Suppose an agent has information about the reliability of fire alarms. It may know how likely it is that an alarm will work if there is a fire. To determine the probability that there is a fire, given that there is an alarm, Bayes’ rule gives:

 $\displaystyle P(fire\mid alarm)$ $\displaystyle=\frac{P(alarm\mid fire)*P(fire)}{P(alarm)}$ $\displaystyle=\frac{P(alarm\mid fire)*P(fire)}{P(alarm\mid fire)*P(fire)+P(% alarm\mid\neg fire)*P(\neg fire)}$

where $P(alarm\mid fire)$ is the probability that the alarm worked, assuming that there was a fire. It is a measure of the alarm’s reliability. The expression $P(fire)$ is the probability of a fire given no other information. It is a measure of how fire-prone the building is. $P(alarm)$ is the probability of the alarm sounding, given no other information. $P(fire\mid alarm)$ is more difficult to directly represent because it depends, for example, on how much vandalism there is in the neighborhood.
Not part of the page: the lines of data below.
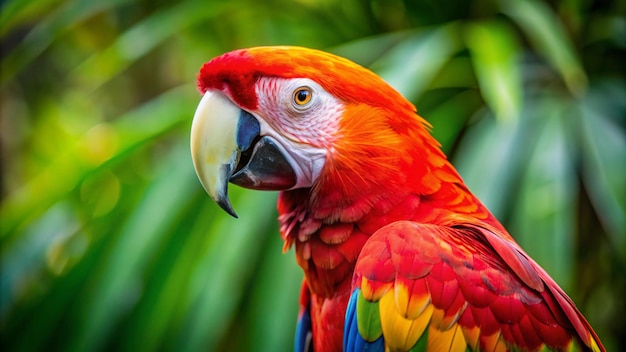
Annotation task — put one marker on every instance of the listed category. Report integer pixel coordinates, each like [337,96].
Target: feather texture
[398,254]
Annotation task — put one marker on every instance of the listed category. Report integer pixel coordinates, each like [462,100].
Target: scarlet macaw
[397,253]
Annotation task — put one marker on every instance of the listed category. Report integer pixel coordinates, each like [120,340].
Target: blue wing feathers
[352,339]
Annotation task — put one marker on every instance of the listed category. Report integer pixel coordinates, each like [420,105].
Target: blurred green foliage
[109,242]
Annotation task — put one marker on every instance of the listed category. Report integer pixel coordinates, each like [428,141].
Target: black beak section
[227,146]
[262,164]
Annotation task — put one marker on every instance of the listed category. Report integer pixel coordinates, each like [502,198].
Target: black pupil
[302,95]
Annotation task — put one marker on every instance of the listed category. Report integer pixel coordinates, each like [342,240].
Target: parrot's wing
[303,341]
[433,288]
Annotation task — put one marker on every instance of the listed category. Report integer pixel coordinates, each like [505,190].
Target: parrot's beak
[227,145]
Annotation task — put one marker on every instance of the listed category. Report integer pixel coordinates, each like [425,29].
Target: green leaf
[495,52]
[548,35]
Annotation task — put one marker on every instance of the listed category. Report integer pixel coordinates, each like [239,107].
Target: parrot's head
[287,118]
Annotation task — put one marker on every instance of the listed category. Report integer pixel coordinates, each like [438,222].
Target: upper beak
[227,145]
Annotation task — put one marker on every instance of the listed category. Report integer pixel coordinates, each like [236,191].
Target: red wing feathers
[462,287]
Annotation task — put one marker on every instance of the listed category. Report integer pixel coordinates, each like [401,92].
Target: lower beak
[227,145]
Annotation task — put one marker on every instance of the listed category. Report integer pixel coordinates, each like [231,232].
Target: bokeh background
[108,241]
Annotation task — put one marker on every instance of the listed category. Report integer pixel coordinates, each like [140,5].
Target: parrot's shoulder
[456,288]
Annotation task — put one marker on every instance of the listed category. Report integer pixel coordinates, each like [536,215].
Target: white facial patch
[306,132]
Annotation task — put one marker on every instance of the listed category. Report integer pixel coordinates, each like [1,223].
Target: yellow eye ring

Other Possible Measures of Belief Justifying other measures of belief is problematic. Consider, for example, the proposal that the belief in $\alpha\wedge\beta$ is some function of the belief in $\alpha$ and the belief in $\beta$. Such a measure of belief is called compositional. To see why this is not sensible, consider the single toss of a fair coin. Compare the case where $\alpha$ is “the coin will land heads”, $\beta_{1}$ is “the coin will land tails” and $\beta_{2}$ is “the coin will land heads.” The belief in $\beta_{1}$ would be the same as the belief in $\beta_{2}$. But the belief in $\alpha\wedge\beta_{1}$, which is impossible, is very different from the belief in $\alpha\wedge\beta_{2}$, which is the same as $\alpha$. The conditional probability $P(f\mid e)$ is very different from the probability of the implication $P(e\rightarrow f)$. The latter is the same as $P(\neg e\vee f)$, which is the measure of the interpretations for which $f$ is true or $e$ is false. For example, suppose there is a domain where birds are relatively rare, and non-flying birds are a small proportion of the birds. Here $P(\neg flies\mid bird)$ would be the proportion of birds that do not fly, which would be low. $P(bird\rightarrow\neg flies)$ is the same as $P(\neg bird\vee\neg flies)$, which would be dominated by non-birds and so would be high. Similarly, $P(bird\rightarrow flies)$ would also be high, the probability also being dominated by the non-birds. It is difficult to imagine a situation where the probability of an implication is the kind of knowledge that is appropriate or useful.